Stabilization of a 2D-SpiderCrane Mechanism Using Damping Assignment Passivity-based Control

Cable-operated manipulators, also termed cable robots, possess a number of unique properties which make them suitable for tasks involving high payloads, large workspaces, and interacting with dangerous materials. But the fact that cables can only pull the end effector but not push it, makes their feedback control law more challenging than their counterpart, the rigid robots. In this paper, we present a modeling and control strategy for a cable suspended structure called the \lq{SpiderCrane}\rq. By avoiding heavy mobile components, the design of this crane makes it particularly useful for work requiring high speeds. The modeling of such a multiple cable mechanism is challenging due to the number of constraints arising from cable interactions. From a control theoretical point of view, such mechanical systems are underactuated, which gives rise to challenging control issues. In this paper, we consider a 2-dimensional version of SpiderCrane that captures most of its control-related aspects.
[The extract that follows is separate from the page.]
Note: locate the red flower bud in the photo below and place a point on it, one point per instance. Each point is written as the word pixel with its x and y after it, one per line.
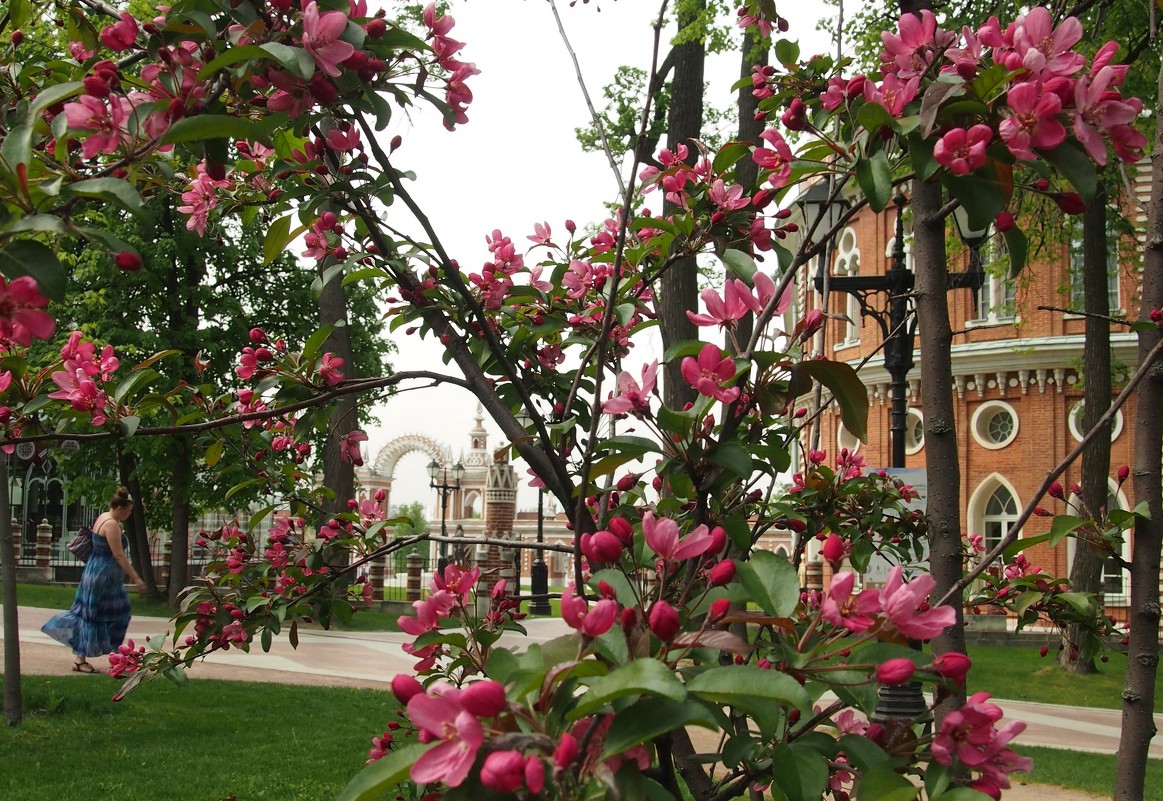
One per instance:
pixel 484 699
pixel 663 621
pixel 405 687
We employ a novel approach, by which we separate the cable and pulley dynamics from the payload dynamics for the ease of controller design. This enables us to view the payload as a pendulum suspended from a cable whose suspension point lies on a mass that moves in a two-dimensional space. We apply interconnection and damping assignment passivity-based control to both shape the potential energy and change the interconnection structure for swing minimization. Damping is injected to ensure (asymptotic) stabilization.